Arizona’s Weird, Winding Journey Toward Legalization

Published on June 27, 2016 · Last updated July 28, 2020

Arizona has a history with cannabis that’s longer and stranger than just about any state in the union.

In the early 1900s, Mexican workers coming across the border often brought the plant with them, prompting one U.S. official to note that cannabis was “used a great deal” in the Southwest. California gets all the credit for passing the nation’s first medical cannabis law in 1996, but in fact Arizonans passed an even more progressive MMJ law in that very same election. The difference was that Arizona’s elected officials successfully quashed the law after 65 percent of voters embraced it.
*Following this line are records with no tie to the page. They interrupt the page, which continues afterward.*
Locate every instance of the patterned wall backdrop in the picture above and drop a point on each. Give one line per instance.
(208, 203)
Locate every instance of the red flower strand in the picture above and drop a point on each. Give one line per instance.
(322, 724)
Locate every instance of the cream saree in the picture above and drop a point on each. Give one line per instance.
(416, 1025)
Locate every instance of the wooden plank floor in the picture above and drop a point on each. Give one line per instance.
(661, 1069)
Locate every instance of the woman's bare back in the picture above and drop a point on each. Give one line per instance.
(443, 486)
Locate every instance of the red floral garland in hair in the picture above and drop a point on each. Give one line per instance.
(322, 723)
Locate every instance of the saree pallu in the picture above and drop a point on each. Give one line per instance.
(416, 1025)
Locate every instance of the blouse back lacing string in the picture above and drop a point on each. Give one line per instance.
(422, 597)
A more effective and long-lasting MMJ law was finally adopted in 2010, with 50.13 percent in favor and 49.87 against — just barely squeaking by in the general election. Today dispensaries flourish around the state, even though Arizona can be one of the most conservative states in America. It is the home, after all, of Sheriff Joe Arpaio.

Arizona’s cannabis scene is significantly more complex than other medical states, such as California and Nevada. One source of contention for cannabis consumers in Arizona is the lack of decriminalization. Without a medical marijuana registration card, the possession of even small amounts of cannabis is tantamount to a felony charge, with a minimum sentence of four months for the first offense — not a term to be taken lightly. The medical market, however, is thriving, with more 97,000 registered patients and 93 state-licensed dispensaries.

Legalization Within Reach

Having lived with medical cannabis for six years, the Sunset State is now ready to take on full adult use. Maybe.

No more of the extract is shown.